Questa è la ricetta con cui la preparava la mia mamma.

INGREDIENTI:

cozze – di dimensioni medie.

pomodorini – tipo datterini, pelati.

prezzemolo – il classico, non riccio. Un mazzetto.

aglio – a spicchi, secco o fresco.

peperoncino rosso – secco, intero, lungo. A fine cottura potrete decidere se aprirlo nel sughetto o se lasciarlo intero. Ovviamente, la ricetta prevederebbe che il piatto fosse piccante.

sale – pochissimo, le cozze dovrebbero essere di per se già saporite.
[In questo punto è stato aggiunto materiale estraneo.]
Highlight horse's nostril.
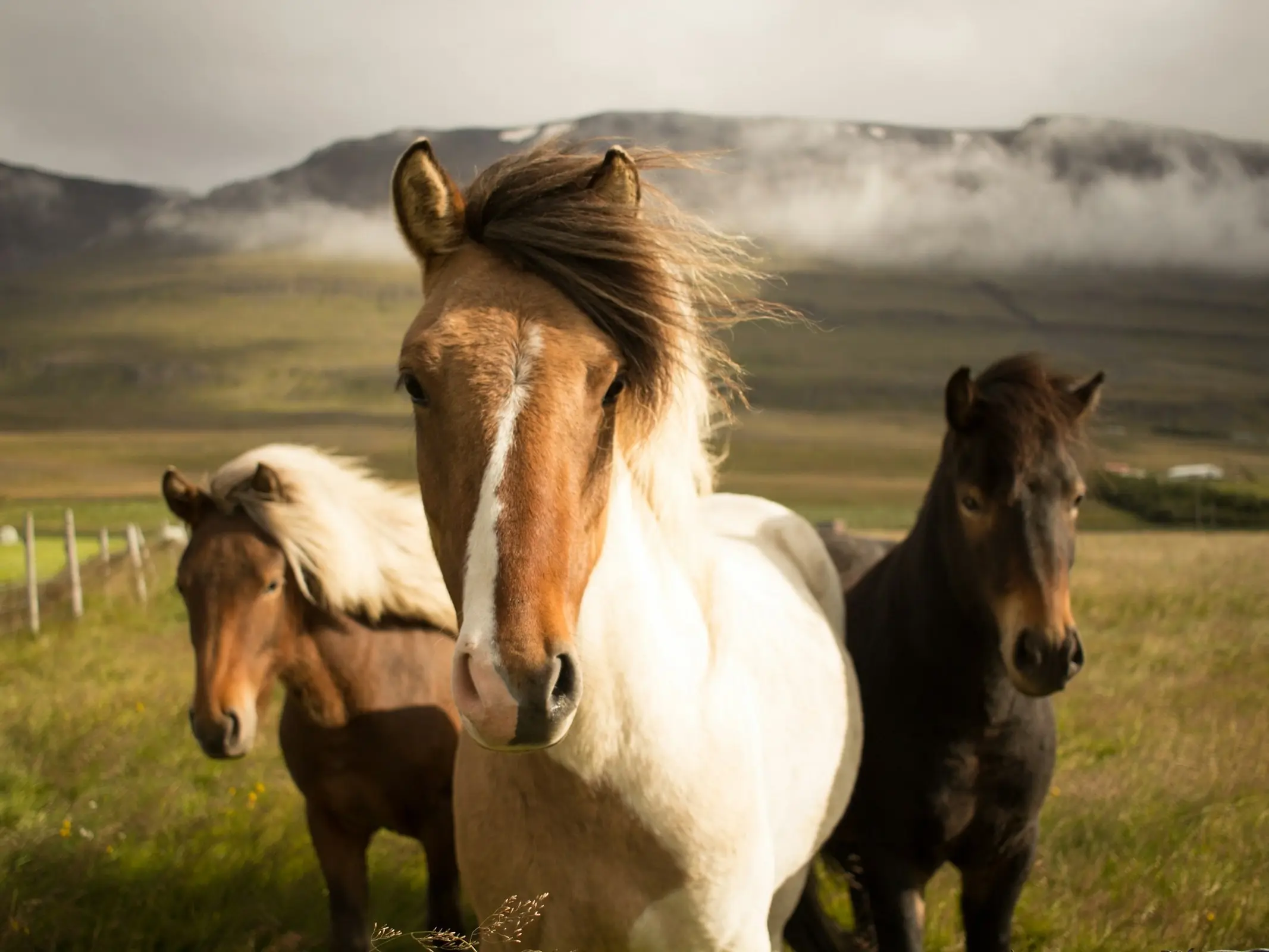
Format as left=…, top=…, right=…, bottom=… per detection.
left=1066, top=628, right=1084, bottom=678
left=551, top=653, right=578, bottom=702
left=1014, top=628, right=1043, bottom=672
olio di oliva extravergine .

La ricetta è semplicissima. Una volta pulite le cozze dalla barbetta e da eventuali residui calcarei sul guscio, sistemarle in una pentola alta, tipo quella per cuocere la pasta. Per eliminare la barbetta occorre afferrarla dalla parte vicino al guscio, e strappare con gesto netto, scorrendo lungo il bordo del guscio della cozza, dalla parte stretta a quella larga. Per eliminare i residui calcarei sui gusci, scalfirli con un coltello da cucina dentellato, nel verso del guscio.

Aggiungere tutti gli ingredienti, pomodorini pelati, aglio sbucciato, il ciuffo di prezzemolo, l’olio extravergine di oliva, il peperoncino e pochissimo sale.

pepata 1

Coprire con un coperchio e passare sul fuoco a fiamma molto bassa. Mescolare di tanto in tanto sino a quando tutte le cozze non saranno aperte. Non esagerare con la cottura, si rischia di seccare troppo i molluschi.